Step 25, will classify through the web log file information of described predetermined format forms a plurality of Data Marts, and storage, and being convenient to provides the corresponding website log information to the operator receiving when checking the web log file information request.
It should be noted that those skilled in the art should readily understand, the above-mentioned website maintenance person who mentions, website operators, website operator, manager etc. are all identical concept, and it all needs web log file is handled, and concrete this paper repeats no more.

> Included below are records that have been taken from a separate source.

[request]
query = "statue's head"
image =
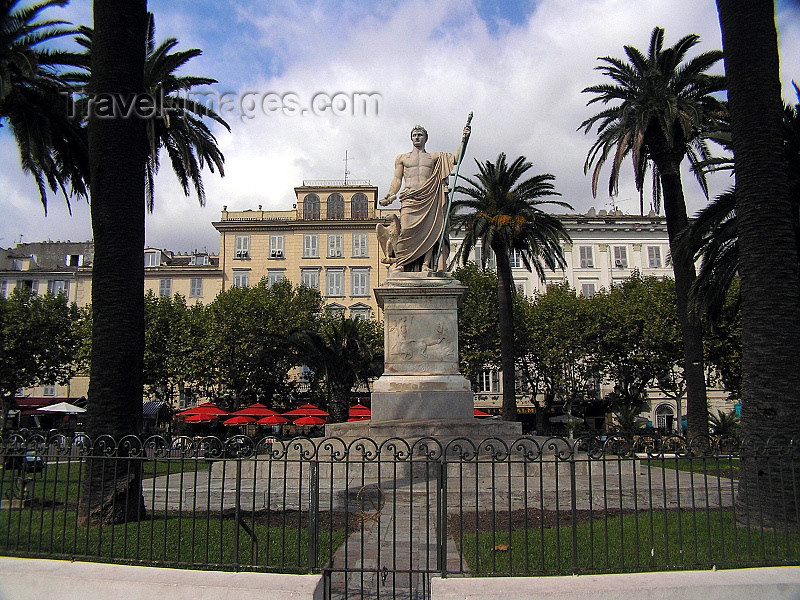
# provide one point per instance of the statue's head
(419, 128)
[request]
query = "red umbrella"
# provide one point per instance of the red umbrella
(309, 421)
(307, 410)
(272, 420)
(200, 418)
(359, 410)
(239, 421)
(208, 408)
(256, 410)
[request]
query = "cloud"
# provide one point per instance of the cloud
(521, 71)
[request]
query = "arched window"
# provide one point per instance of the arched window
(311, 207)
(359, 206)
(335, 206)
(665, 417)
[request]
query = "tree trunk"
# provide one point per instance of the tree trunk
(685, 274)
(117, 146)
(505, 302)
(768, 266)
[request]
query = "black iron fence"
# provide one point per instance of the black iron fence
(378, 518)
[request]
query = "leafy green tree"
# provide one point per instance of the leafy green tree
(167, 344)
(503, 212)
(768, 259)
(659, 109)
(52, 145)
(555, 354)
(39, 342)
(723, 344)
(478, 333)
(636, 334)
(343, 353)
(244, 356)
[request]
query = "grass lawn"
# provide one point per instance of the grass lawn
(171, 540)
(642, 541)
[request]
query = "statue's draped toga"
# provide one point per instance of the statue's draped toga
(422, 213)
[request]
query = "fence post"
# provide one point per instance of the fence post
(441, 518)
(238, 509)
(313, 517)
(574, 511)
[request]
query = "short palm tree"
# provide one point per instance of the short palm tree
(178, 128)
(502, 212)
(659, 109)
(33, 92)
(343, 352)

It can be seen from the above, the embodiment of the invention is regularly obtained web log file information and is being formatd the back centralized stores, make website maintenance person when needs are understood the current operation situation in website, can directly obtain through formative web log file information and analyzing, and need not to carry out format manipulation, thereby reduced processing delay.Thereby make website maintenance person can in time understand the current operation situation in website, make more effective operation strategy.
To the above-mentioned explanation of the disclosed embodiments, make this area professional technique user person can realize or use the present invention.Multiple modification to these embodiment will be conspicuous concerning the professional technique user person of this area, and defined herein General Principle can realize under the situation that does not break away from the spirit or scope of the present invention in other embodiments.Therefore, the present invention will can not be restricted to these embodiment shown in this article, but will meet and principle disclosed herein and features of novelty the wideest corresponding to scope.